Russia has blocked access to Rainbow Railroad’s website under its so-called “anti-extremism” laws, severing a vital digital lifeline for LGBTQI+ people seeking safety. The move deepens an escalating campaign of repression, and puts lives at greater risk.
Russia Blocks Rainbow Railroad’s Website, Cutting Off a Critical Lifeline for LGBTQI+ People
On October 30, 2025, Rainbow Railroad was warned that the Russian government formally blocked access to the organization’s website in keeping with the Supreme Court’s decision to classify the “International LGBTQI+ Movement” as an extremist organization. This decision is part of a decade of escalating repression, including the expansion of the 2013 “gay propaganda” law and the 2023 bans on gender-affirming healthcare, legal gender recognition, and family rights for transgender people. Any public discussion of sexual orientation or gender identity is now effectively criminalized.
For more than a decade, Rainbow Railroad has intervened in Russia to protect at-risk LGBTQI+ Russians fleeing persecution. At the height of the anti-gay purge in Chechnya, Rainbow Railroad was among the first international organizations on the ground, supporting emergency evacuations and creating pathways to safety for LGBTQI+ people from Russia. Since the latest wave of anti-LGBTQI+ criminalization, Russia remains one of the top ten countries from which we receive requests for help. In 2023, at the height of the Russian and Ukraine war, we received 464 requests from Russia and facilitated 15 emergency relocations. To date, we have supported a total of 65 individuals at extreme risk to reach safer destinations in Argentina, France and Spain.
What is unfolding in Russia does not exist in isolation. This campaign of repression is part of a wider global backlash. Just this year, Hungary adopted a new law criminalizing consensual same-sex relations and the so-called “promotion” of homosexuality.

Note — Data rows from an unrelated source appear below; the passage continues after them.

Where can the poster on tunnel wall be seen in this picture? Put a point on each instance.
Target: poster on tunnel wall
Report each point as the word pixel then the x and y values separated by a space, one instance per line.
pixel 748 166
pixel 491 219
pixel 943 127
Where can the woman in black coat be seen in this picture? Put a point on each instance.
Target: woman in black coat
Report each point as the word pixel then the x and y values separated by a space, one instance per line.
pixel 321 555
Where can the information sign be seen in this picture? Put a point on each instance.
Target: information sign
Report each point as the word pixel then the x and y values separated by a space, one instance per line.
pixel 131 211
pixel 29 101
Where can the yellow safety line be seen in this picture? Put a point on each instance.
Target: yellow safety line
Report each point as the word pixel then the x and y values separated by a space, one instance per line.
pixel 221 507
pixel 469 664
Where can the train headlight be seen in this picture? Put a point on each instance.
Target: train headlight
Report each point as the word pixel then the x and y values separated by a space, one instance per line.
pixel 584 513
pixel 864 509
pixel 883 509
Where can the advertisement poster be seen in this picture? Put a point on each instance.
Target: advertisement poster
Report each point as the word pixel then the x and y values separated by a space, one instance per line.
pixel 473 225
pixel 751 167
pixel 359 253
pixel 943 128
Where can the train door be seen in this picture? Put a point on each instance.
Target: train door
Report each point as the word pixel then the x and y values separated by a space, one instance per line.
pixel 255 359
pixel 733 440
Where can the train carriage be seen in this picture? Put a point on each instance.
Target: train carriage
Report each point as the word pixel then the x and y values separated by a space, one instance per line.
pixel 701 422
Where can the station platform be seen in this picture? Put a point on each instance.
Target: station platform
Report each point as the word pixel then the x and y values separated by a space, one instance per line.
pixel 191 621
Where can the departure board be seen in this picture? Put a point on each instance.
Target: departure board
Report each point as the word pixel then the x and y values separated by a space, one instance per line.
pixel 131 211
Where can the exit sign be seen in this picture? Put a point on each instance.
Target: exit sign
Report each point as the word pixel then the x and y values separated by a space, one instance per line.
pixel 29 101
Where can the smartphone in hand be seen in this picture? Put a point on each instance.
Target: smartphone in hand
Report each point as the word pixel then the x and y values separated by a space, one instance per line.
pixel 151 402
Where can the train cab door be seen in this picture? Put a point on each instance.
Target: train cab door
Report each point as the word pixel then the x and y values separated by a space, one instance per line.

The same rhetoric of “protecting tradition” is being deployed across surrounding regions, such as Azerbaijan, to dismantle civil society and erase queer existence from public life.
Since the start of Russia’s full-scale invasion of Ukraine, many LGBTQI+ Russians have fled to neighbouring countries such as Armenia, Georgia, and Poland to escape conscription and repression, only to face renewed stigma and lack of legal protection as a result of their sexual orientation, gender identity and expression, and sex characteristics (SOGIESC). In this context, the banning of Rainbow Railroad’s website carries grave consequences. Its shutdown directly cuts off a critical gateway to refugee protection, particularly in a time when international sanctions have already narrowed options for safe exit, and the few remaining destinations where LGBTQI+ Russians can still enter, including Türkiye, remain unsafe for queer and trans people.
For many forcibly displaced LGBTQI+ Russians, Rainbow Railroad’s website serves as a critical entry point to safety, access to vital information and assessment of protection options.
As Pride symbols are outlawed, Russian civil society is silenced, and the already fragile LGBTQI+ civic space continues to shrink under state censorship. We call on the Canadian government and the European Union to act with urgency and principle by sustaining funding for human rights defenders and civil society organizations worldwide, and consider the following:
- Expand emergency visas and human rights defenders protection streams for LGBTQI+ Russians who have been forced into exile.
- Publicly condemn the instrumentalization of so-called “anti-extremism” laws to criminalize identity, suppress civic space and deter the Russian government’s systemic assault on the rights of LGBTQI+ people.
When access to information is cut, escape routes narrow. Invisibility is being weaponized against LGBTQI+ people in Russia, and silence from states only intensifies harm. Digital censorship is not symbolic; it is an authoritarian tactic that entraps and isolates LGBTQI+ people, increasing their exposure to violence, arbitrary detention, and forced displacement.